Scalable Curriculum: The method introduces a novel curriculum where in-context examples are gradually removed during RL training, effectively merging the sample efficiency of prompting with the adaptability of RL.
Data Efficiency: By leveraging few-shot examples within the rollout rather than requiring full trajectory supervision, ICRL significantly reduces the data annotation burden.
Generalization: The framework is demonstrated to work across diverse tool types, including Web Search (retrieval) and Code Execution (Python interpreters).

4. Experimental Results

The authors evaluated ICRL on Qwen2.5 models (3B, 7B, 14B) and Qwen3-8B across multiple benchmarks.

Question Answering (QA) Benchmarks:
- ICRL achieved State-of-the-Art (SOTA) performance on difficult QA datasets (TriviaQA, HotpotQA, 2Wiki, Musique, Bamboogle).
- On Qwen2.5-3B, ICRL achieved an average Exact Match (EM) of 40.16%, outperforming the best baseline (Search-R1) by +8.94%.
- On Qwen2.5-7B, it reached 49.12% average EM, surpassing ParallelSearch by +7.34%.
- Comparison with SFT-based methods: ICRL outperformed O2-Searcher (which uses cold-start SFT) on 4 out of 5 datasets, despite O2-Searcher having access to labeled tool traces.
Math Reasoning (Code Execution):
- Evaluated on AIME2024 and AIME2025 benchmarks using code as a tool.
- ICRL (without SFT) matched or exceeded the performance of ReTool (an SFT+RL baseline) on AIME2025, demonstrating its ability to generalize to code-based tool use without costly pre-training.
Ablation Studies:
- Curriculum Design: A 3-stage reduction (3-shot $\to$ 2-shot $\to$ 0-shot) proved superior to a 4-stage reduction.
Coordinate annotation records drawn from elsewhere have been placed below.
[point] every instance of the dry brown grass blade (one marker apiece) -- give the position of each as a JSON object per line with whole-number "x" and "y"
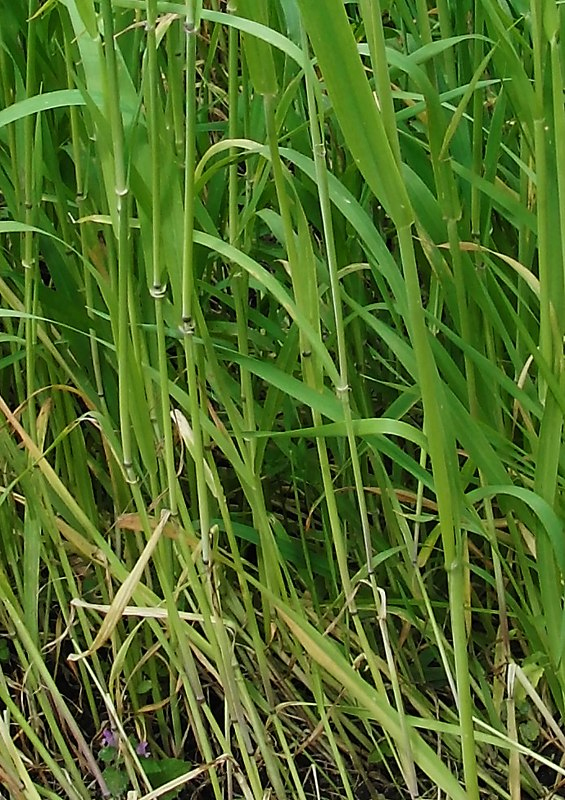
{"x": 125, "y": 592}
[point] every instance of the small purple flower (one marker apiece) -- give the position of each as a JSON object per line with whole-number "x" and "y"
{"x": 109, "y": 738}
{"x": 142, "y": 749}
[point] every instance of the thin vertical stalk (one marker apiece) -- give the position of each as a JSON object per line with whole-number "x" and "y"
{"x": 158, "y": 288}
{"x": 29, "y": 260}
{"x": 188, "y": 276}
{"x": 121, "y": 209}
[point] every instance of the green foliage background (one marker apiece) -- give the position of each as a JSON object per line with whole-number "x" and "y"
{"x": 282, "y": 395}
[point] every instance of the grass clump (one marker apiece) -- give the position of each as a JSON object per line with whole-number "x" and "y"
{"x": 282, "y": 399}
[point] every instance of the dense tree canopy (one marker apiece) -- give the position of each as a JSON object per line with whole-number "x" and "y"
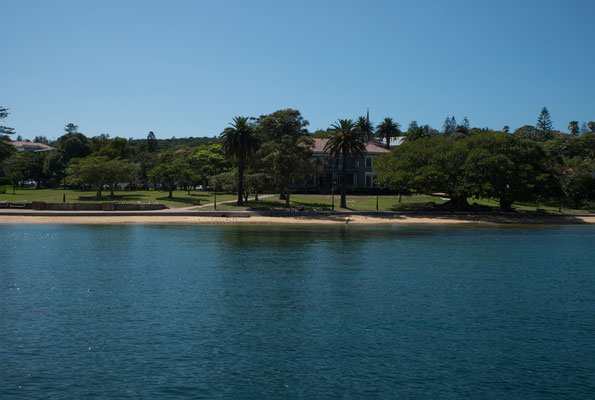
{"x": 286, "y": 145}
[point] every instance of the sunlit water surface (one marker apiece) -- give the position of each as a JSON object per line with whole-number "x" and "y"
{"x": 308, "y": 312}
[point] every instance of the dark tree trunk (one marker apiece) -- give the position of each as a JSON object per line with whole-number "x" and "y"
{"x": 240, "y": 181}
{"x": 505, "y": 204}
{"x": 343, "y": 181}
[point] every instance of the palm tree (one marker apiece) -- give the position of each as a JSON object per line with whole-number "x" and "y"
{"x": 573, "y": 128}
{"x": 388, "y": 129}
{"x": 346, "y": 141}
{"x": 239, "y": 141}
{"x": 364, "y": 125}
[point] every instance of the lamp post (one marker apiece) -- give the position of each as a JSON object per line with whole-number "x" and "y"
{"x": 377, "y": 190}
{"x": 333, "y": 192}
{"x": 215, "y": 192}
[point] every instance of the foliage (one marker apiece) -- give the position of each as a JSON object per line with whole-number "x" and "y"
{"x": 387, "y": 130}
{"x": 239, "y": 142}
{"x": 492, "y": 164}
{"x": 544, "y": 122}
{"x": 347, "y": 142}
{"x": 364, "y": 126}
{"x": 420, "y": 132}
{"x": 450, "y": 124}
{"x": 167, "y": 170}
{"x": 99, "y": 171}
{"x": 573, "y": 128}
{"x": 5, "y": 130}
{"x": 286, "y": 144}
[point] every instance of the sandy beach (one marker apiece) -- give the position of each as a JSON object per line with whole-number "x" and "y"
{"x": 297, "y": 220}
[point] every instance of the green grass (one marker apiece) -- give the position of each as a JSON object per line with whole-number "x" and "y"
{"x": 386, "y": 203}
{"x": 315, "y": 201}
{"x": 324, "y": 202}
{"x": 180, "y": 198}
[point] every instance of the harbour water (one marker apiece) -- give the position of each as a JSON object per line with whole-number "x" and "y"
{"x": 300, "y": 312}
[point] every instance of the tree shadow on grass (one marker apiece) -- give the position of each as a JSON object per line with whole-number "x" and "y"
{"x": 184, "y": 200}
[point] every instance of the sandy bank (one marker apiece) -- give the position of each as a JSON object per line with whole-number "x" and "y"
{"x": 294, "y": 220}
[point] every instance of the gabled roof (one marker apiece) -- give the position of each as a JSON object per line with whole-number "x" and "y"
{"x": 371, "y": 147}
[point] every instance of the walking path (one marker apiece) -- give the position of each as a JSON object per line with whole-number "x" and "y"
{"x": 262, "y": 196}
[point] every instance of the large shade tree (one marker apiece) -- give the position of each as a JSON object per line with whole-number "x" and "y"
{"x": 347, "y": 141}
{"x": 388, "y": 129}
{"x": 366, "y": 127}
{"x": 239, "y": 142}
{"x": 286, "y": 145}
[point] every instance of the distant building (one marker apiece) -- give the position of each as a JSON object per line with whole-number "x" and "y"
{"x": 31, "y": 147}
{"x": 359, "y": 174}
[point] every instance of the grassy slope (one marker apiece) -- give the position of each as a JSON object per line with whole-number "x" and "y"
{"x": 180, "y": 199}
{"x": 317, "y": 202}
{"x": 385, "y": 203}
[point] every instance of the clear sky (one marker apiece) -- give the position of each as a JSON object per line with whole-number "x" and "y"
{"x": 186, "y": 68}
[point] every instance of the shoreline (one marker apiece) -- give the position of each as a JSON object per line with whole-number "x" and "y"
{"x": 334, "y": 219}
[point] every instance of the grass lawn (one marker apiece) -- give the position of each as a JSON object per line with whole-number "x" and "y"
{"x": 385, "y": 203}
{"x": 180, "y": 198}
{"x": 324, "y": 202}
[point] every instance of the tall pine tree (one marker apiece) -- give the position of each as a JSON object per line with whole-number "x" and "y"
{"x": 544, "y": 122}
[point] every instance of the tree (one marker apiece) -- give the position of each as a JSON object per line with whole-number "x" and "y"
{"x": 412, "y": 127}
{"x": 421, "y": 132}
{"x": 41, "y": 139}
{"x": 387, "y": 130}
{"x": 347, "y": 142}
{"x": 167, "y": 171}
{"x": 286, "y": 144}
{"x": 239, "y": 142}
{"x": 69, "y": 146}
{"x": 364, "y": 125}
{"x": 450, "y": 124}
{"x": 14, "y": 169}
{"x": 528, "y": 132}
{"x": 573, "y": 128}
{"x": 115, "y": 148}
{"x": 427, "y": 165}
{"x": 208, "y": 160}
{"x": 71, "y": 128}
{"x": 544, "y": 122}
{"x": 573, "y": 160}
{"x": 5, "y": 130}
{"x": 6, "y": 149}
{"x": 508, "y": 168}
{"x": 465, "y": 124}
{"x": 89, "y": 170}
{"x": 152, "y": 144}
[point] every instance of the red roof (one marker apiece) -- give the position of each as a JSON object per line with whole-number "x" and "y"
{"x": 371, "y": 147}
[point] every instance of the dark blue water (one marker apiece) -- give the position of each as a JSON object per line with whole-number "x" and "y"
{"x": 266, "y": 312}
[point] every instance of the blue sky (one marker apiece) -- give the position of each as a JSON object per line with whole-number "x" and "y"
{"x": 186, "y": 68}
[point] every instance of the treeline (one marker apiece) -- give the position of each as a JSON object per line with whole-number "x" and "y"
{"x": 494, "y": 165}
{"x": 274, "y": 153}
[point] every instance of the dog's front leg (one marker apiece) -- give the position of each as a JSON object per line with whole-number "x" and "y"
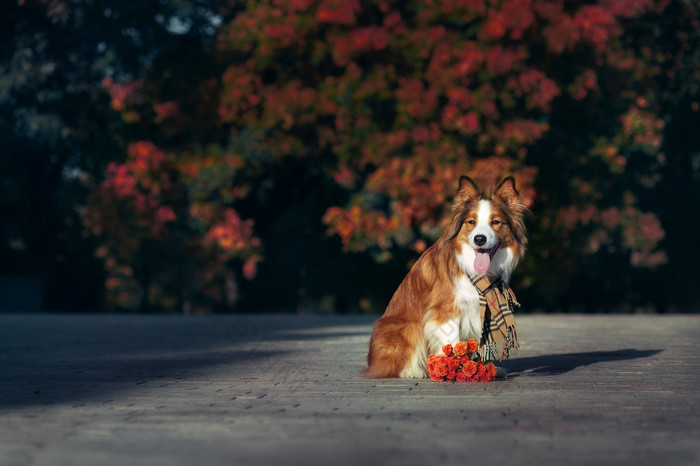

Aggressively removing examples too early (e.g., dropping to 1-shot) led to premature stopping and lower reasoning quality.
- Scaling: Performance improved consistently as model size increased from 3B to 14B, confirming the method's scalability.

5. Significance and Impact

Paradigm Shift: ICRL challenges the prevailing "SFT + RL" dogma for tool use, proving that high-quality tool-augmented reasoning can be learned purely through RL guided by in-context examples.
Cost Reduction: By eliminating the need for synthesizing or annotating thousands of tool-use trajectories for SFT, ICRL offers a highly data-efficient and cost-effective path to training capable agents.
Autonomy: The curriculum design ensures models do not become dependent on prompt scaffolding, fostering true autonomous tool invocation capabilities.
Broad Applicability: The framework is domain-agnostic, applicable to both information retrieval (search) and computational reasoning (code), making it a unified solution for building next-generation agentic LLMs.